The many arrests and prosecutions of journalists have had a severe chilling effect on independent journalism in Myanmar. On March 8 the junta stripped media licenses of five local outlets: DVB, Khit Thit Media, Mizzima, Myanmar Now, and 7Day. On May 4, the authorities banned 2 other outlets, the Kachin-based 74 Media and the Shan-based Tachilek News Agency. They also banned satellite television on May 4, extending strict censorship restrictions. Mobile internet restrictions imposed on March 15 remain in place.

International human rights law prohibits arbitrary restrictions on the rights to freedom of speech and expression, including by detaining journalists and banning media outlets.

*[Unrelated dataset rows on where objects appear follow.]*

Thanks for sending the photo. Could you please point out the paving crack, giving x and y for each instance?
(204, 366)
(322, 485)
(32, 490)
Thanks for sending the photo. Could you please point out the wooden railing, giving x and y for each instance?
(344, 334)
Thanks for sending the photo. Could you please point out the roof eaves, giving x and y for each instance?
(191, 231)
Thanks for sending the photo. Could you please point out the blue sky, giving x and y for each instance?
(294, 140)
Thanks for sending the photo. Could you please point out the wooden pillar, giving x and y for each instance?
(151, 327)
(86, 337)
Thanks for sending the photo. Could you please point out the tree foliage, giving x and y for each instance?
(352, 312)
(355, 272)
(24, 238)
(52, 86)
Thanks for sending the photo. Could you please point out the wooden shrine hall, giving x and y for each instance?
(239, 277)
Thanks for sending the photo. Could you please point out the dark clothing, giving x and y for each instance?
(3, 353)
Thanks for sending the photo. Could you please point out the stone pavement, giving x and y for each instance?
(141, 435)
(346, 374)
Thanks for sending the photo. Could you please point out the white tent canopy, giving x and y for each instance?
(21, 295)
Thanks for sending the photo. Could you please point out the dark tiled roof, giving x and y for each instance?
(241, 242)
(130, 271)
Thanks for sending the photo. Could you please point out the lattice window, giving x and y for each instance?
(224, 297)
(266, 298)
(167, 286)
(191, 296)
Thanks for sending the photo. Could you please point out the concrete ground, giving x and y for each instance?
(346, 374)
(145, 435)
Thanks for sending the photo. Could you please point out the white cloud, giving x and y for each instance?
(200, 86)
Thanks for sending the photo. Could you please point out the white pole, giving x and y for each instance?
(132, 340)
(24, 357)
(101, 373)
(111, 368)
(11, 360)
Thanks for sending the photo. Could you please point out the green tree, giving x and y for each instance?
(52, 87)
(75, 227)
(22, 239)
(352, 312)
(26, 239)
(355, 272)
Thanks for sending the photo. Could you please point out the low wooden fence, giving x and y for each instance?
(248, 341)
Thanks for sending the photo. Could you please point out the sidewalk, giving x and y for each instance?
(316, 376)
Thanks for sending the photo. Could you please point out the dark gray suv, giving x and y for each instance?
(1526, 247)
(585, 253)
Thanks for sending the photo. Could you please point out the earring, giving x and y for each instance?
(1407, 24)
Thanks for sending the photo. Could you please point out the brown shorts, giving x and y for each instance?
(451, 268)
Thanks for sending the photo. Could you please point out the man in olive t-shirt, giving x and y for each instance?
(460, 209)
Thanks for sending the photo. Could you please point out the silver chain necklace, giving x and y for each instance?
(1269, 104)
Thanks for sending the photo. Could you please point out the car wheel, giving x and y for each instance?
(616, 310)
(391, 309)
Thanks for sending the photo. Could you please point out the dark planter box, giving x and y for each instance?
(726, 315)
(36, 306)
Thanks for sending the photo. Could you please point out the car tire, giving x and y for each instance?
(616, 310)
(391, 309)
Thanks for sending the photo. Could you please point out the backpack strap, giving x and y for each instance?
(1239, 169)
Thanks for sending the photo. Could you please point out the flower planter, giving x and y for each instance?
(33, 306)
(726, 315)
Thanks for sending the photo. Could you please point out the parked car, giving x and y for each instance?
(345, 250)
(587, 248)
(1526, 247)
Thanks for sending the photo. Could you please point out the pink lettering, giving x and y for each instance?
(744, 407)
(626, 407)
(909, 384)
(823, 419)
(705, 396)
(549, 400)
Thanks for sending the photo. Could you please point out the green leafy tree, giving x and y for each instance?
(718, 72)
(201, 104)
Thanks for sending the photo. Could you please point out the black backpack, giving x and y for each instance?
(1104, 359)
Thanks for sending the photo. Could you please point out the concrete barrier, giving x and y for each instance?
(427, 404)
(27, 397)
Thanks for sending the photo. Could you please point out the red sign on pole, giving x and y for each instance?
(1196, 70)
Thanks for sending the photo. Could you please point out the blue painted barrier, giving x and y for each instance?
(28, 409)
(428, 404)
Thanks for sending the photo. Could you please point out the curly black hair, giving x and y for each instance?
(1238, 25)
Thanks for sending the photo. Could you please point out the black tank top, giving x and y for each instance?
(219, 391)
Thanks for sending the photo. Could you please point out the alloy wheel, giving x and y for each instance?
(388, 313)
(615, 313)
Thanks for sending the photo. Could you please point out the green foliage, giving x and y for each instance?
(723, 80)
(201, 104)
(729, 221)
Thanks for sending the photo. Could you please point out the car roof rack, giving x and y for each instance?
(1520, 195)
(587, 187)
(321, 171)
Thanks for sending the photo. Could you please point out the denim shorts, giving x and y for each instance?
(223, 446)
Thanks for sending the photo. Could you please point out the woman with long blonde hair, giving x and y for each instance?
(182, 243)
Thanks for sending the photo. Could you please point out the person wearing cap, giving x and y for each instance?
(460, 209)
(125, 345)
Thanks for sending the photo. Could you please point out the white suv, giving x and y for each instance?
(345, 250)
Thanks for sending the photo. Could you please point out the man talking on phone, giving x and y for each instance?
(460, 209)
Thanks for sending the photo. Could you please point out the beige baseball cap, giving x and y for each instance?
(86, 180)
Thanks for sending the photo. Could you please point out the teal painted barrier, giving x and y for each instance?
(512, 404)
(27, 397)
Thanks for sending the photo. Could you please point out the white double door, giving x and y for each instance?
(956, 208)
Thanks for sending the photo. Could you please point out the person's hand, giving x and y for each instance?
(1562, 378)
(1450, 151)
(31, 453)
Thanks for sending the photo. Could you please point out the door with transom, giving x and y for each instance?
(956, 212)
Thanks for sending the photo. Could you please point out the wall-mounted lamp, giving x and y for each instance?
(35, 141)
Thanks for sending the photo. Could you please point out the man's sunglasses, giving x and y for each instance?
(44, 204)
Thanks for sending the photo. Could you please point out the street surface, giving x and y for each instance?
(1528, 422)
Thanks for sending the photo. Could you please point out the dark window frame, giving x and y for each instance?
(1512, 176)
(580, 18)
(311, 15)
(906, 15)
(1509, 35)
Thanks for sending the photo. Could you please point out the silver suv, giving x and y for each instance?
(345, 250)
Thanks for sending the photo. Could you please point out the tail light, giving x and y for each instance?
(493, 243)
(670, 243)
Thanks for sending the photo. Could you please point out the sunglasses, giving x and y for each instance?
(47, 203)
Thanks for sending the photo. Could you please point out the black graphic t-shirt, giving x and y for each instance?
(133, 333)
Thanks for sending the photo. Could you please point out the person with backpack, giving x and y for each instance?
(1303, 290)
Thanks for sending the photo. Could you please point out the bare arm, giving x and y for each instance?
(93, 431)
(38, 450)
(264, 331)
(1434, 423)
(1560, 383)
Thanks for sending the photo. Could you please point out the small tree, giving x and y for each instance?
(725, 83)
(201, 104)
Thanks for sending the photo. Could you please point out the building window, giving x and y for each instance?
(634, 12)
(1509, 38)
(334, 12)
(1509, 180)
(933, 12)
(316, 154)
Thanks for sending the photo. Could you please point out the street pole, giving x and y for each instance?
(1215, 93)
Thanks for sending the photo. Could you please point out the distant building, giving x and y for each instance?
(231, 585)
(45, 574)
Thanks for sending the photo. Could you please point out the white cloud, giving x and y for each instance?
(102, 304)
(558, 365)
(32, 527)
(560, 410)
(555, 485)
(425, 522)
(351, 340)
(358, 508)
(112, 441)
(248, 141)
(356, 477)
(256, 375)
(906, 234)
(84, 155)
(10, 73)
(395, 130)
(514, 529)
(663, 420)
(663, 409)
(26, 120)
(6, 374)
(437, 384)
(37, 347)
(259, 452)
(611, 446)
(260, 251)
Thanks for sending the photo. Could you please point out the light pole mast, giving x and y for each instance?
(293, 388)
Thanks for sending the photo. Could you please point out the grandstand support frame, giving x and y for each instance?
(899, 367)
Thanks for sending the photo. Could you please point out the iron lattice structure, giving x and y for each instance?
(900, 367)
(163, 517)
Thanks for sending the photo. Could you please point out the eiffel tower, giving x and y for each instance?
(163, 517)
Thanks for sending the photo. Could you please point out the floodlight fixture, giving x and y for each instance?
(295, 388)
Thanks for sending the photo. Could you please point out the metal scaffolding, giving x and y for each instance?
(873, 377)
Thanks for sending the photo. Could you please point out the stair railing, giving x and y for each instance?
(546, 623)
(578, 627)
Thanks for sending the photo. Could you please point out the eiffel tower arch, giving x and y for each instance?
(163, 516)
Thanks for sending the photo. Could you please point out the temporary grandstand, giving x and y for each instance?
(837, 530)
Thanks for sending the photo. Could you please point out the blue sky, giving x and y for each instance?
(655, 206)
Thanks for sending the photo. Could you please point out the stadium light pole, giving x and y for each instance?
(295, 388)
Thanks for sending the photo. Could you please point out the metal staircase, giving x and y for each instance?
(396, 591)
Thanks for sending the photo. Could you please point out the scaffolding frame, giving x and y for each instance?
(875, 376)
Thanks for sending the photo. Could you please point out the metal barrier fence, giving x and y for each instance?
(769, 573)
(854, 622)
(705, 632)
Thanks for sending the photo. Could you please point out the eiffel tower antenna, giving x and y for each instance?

“The military’s sustained crackdown on independent media and the arrests of journalists, combined with tightening censorship, threatens to isolate Myanmar’s people with only junta propaganda,” Robertson said. “The junta should immediately and unconditionally drop all politically motivated charges against journalists, reinstate the licenses of banned media outlets, and revoke abusive laws used against members of the media.”